The statement is a tour de force in presenting both disingenuous arguments and fake narratives.
These bills, the statement reads, intend “to suppress teaching and learning about the role of racism in the history of the United States.” If that were the aim of the legislation, we all should share their outrage.
Yet state governments are not trying to expunge racism from history textbooks. Consider the bill that was recently proposed in Texas. At no point does it mandate that public schools drop the history of racism in America from their curricula. Any class on American history worth taking can and should cover the transatlantic slave trade, chattel slavery, and Jim Crow, as well as emancipation and the civil-rights movement. Slavery and racism are indelible sins of our country’s past.

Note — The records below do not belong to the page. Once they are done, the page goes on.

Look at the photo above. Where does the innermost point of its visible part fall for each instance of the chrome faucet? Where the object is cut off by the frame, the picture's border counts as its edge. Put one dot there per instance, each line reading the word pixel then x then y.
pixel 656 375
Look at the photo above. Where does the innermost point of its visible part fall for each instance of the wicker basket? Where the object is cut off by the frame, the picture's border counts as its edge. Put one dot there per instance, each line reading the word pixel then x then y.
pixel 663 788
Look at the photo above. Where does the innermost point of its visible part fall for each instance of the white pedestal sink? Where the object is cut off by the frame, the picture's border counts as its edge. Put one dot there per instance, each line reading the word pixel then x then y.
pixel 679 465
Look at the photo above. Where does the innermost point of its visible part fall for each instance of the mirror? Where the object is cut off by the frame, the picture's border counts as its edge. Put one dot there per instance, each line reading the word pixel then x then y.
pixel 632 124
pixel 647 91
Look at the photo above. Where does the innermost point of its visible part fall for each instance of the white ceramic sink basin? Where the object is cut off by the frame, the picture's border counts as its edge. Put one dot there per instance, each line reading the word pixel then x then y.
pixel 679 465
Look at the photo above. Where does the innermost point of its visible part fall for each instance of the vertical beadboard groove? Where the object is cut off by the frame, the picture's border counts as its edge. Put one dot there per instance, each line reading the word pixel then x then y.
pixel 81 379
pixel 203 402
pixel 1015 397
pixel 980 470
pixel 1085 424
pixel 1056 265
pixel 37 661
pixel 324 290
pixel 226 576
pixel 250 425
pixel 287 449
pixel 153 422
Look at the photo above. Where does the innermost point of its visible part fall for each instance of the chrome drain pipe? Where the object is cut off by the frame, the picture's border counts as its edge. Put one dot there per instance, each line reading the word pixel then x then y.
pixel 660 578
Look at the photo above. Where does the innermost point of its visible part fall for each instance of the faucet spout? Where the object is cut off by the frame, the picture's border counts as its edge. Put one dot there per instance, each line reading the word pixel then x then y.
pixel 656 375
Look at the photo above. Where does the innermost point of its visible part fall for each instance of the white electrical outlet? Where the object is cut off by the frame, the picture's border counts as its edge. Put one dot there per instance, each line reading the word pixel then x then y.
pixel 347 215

On that you’ll find universal agreement, within the AHA and any other educational organization.
The trouble is that the torrent of critical race theory being foisted on schoolchildren goes far beyond giving them proper history lessons. It indoctrinates them in the notion that invisible systems of racial oppression infuse all parts of American life whereby a nebulous group of those deemed white subjugates a nebulous group of those deemed nonwhite. Take it from a mother in Virginia who survived Maoist China: Critical race theory, she says, is “the American version of the Chinese Cultural Revolution.” Rather than conduct an empirical examination of inequality of outcome, critical race theory dishonestly attributes all racial disparities to racial discrimination.